D'après Challenge, qui a rapporté l'information, le Maroc cherche à renforcer son attractivité auprès des investisseurs américains en s'appuyant sur la Floride, présentée comme un point d'ancrage stratégique entre les deux rives de l'Atlantique. L'idée est d'inciter les entreprises américaines à voir le Royaume non pas seulement comme un client ou un fournisseur, mais comme une base pour fabriquer leurs produits.
Concrètement, Rabat veut leur dire : « installez-vous ici » pour produire et exporter vers plusieurs marchés à la fois. Le Maroc aurait un atout pour les convaincre : un accord commercial privilégié avec les États-Unis, unique en Afrique. Il dispose aussi d'infrastructures logistiques qui faciliteraient ces stratégies d'exportation.

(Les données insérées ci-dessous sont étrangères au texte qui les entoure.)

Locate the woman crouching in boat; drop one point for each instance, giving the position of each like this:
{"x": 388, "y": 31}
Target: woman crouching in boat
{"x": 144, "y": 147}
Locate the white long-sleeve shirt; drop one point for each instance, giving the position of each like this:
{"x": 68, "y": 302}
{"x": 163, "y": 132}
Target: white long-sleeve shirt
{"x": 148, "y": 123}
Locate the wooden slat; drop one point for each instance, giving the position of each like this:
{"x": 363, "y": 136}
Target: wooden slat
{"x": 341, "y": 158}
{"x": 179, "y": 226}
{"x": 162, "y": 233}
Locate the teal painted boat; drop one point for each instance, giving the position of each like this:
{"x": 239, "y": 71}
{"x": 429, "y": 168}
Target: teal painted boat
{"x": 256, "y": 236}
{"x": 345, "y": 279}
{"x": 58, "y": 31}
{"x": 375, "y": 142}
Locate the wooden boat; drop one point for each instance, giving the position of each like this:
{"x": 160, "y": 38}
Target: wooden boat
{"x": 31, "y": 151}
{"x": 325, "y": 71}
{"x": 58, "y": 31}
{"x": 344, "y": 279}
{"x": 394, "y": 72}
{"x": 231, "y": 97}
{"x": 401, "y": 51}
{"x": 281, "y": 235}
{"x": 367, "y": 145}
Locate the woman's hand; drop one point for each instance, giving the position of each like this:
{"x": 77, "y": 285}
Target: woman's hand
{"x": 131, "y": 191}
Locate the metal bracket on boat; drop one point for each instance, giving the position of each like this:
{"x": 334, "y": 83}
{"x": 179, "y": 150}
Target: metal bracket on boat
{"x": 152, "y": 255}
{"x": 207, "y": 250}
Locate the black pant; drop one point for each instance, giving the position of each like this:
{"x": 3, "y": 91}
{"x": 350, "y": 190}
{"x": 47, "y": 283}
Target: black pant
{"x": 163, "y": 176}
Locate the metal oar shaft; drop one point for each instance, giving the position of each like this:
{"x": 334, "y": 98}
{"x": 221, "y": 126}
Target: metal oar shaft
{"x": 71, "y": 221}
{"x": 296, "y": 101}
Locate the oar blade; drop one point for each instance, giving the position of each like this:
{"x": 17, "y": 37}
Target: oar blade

Ce rapprochement avec la Floride n'est pas nouveau, mais il a pris une dimension officielle : en février 2026, le Sénat de cet État a adopté une résolution consacrée aux relations avec le Maroc, couvrant plusieurs domaines comme le commerce, le tourisme ou l'éducation. Des liens institutionnels se tissent aussi entre certaines régions ou ports des deux pays, selon Challenge.
Mais l'objectif est plus ambitieux que de simplement augmenter le nombre d'entreprises américaines au Maroc. Le Royaume veut attirer des projets qui créent plus de valeur localement : plus de fournisseurs locaux, plus de formation, plus de recherche-développement, plus de transfert de technologies.
Le succès de ce pari ne se mesurera donc pas au nombre de nouvelles implantations, mais à leur capacité à mieux intégrer le Maroc dans les chaînes industrielles mondiales.